Multiple vulnerabilities have been detected in Jenkins – an open-source software developed with Java to automate the Continuous Integration process – allowing threat actors to perform XSS and CSRF attacks. Jenkins continually develops and tests software projects, making it easy for developers to integrate changes into the project.
Details of the vulnerabilities rated as critical are given below;
- The vulnerability, tracked as CVE-2022-34784, is a cross-site scripting (XSS) vulnerability that affects the build-metrics plugin used by Jenkins and can be exploited by threat actors with build/update permissions.
- CVE-2022-34787 is a cross-site scripting (XSS) vulnerability found in the Project Inheritance plugin used by Jenkins.
- CVE-2022-34788 is a cross-site scripting (XSS) execution vulnerability found in the Matrix Reloaded plugin used by Jenkins.

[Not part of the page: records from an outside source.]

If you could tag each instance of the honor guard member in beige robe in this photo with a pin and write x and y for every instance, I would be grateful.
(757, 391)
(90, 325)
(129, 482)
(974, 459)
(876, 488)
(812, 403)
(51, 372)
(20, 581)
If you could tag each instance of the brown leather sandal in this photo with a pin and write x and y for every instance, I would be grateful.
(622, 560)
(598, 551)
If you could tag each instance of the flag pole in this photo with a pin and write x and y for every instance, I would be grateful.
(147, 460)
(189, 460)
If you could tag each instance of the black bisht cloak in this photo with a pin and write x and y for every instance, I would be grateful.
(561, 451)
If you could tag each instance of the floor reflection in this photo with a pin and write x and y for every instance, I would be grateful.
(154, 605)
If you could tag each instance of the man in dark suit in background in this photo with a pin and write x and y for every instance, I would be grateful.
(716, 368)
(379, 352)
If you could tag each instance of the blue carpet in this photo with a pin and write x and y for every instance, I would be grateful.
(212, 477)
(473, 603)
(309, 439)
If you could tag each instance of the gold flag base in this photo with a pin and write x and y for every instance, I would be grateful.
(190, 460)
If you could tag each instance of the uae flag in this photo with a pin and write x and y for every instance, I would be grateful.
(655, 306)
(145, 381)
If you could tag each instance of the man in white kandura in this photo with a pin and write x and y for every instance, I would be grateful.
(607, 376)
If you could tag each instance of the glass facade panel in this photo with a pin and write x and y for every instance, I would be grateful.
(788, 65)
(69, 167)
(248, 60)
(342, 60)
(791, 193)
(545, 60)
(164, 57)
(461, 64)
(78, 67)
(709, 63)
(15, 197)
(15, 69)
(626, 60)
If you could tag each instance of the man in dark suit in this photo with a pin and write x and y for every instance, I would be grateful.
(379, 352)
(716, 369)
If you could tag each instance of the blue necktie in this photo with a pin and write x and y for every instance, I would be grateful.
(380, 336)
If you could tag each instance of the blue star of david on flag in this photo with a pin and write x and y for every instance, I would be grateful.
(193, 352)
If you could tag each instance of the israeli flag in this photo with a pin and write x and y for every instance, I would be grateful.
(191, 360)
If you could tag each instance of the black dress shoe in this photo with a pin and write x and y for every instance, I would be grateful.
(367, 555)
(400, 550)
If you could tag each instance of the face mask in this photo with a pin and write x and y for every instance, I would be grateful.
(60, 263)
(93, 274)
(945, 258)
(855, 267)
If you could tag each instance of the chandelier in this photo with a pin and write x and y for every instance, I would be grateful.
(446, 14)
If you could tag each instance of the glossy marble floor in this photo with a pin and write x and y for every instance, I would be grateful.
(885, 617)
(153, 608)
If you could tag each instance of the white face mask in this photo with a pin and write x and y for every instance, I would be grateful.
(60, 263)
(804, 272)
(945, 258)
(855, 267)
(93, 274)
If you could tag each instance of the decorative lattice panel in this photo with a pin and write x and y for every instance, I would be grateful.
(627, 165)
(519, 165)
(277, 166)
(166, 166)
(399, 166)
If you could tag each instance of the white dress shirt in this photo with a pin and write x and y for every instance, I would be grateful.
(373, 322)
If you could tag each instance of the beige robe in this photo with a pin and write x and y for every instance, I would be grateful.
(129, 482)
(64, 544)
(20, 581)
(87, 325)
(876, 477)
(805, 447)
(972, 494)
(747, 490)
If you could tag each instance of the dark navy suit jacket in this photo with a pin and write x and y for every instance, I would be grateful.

- CVE-2022-34790 is a cross-site scripting (XSS) vulnerability found in the eXtreme Feedback Panel plugin used by Jenkins.
- The vulnerability tracked as CVE-2022-34792 is found in the Recipe plugin used by Jenkins and allows threat actors to perform cross-site request forgery (CSRF) and XXE (XML External Entity) injection attacks on the affected system.
- The vulnerability tracked as CVE-2022-34791 resides in the Email Parameter plugin used by Jenkins and allows threat actors to perform cross-site scripting (XSS) attacks on affected installations.
- CVE-2022-34783 is a cross-site scripting (XSS) vulnerability found in the Plot plugin used by Jenkins.
- CVE-2022-34777 is a stored cross-site scripting (XSS) vulnerability found in the GitLab plugin used by Jenkins.
- CVE-2022-34786 is a cross-site scripting (XSS) vulnerability found in the Rich Text Publisher plugin used by Jenkins.
- CVE-2022-34778 is a cross-site scripting (XSS) vulnerability found in the TestNG Results plugin used by Jenkins.
- CVE-2022-34795 is a stored cross-site scripting (XSS) vulnerability found in the Deployment Dashboard plugin used by Jenkins.
An update that fixes the security vulnerabilities detected in these Jenkins plugins has not been released yet. Successful exploitation of vulnerabilities can allow remote threat actors to obtain sensitive information, change the web page’s appearance, and carry out phishing attacks. In this context, it is recommended to follow the updates that fix the vulnerabilities and apply them immediately if they are published.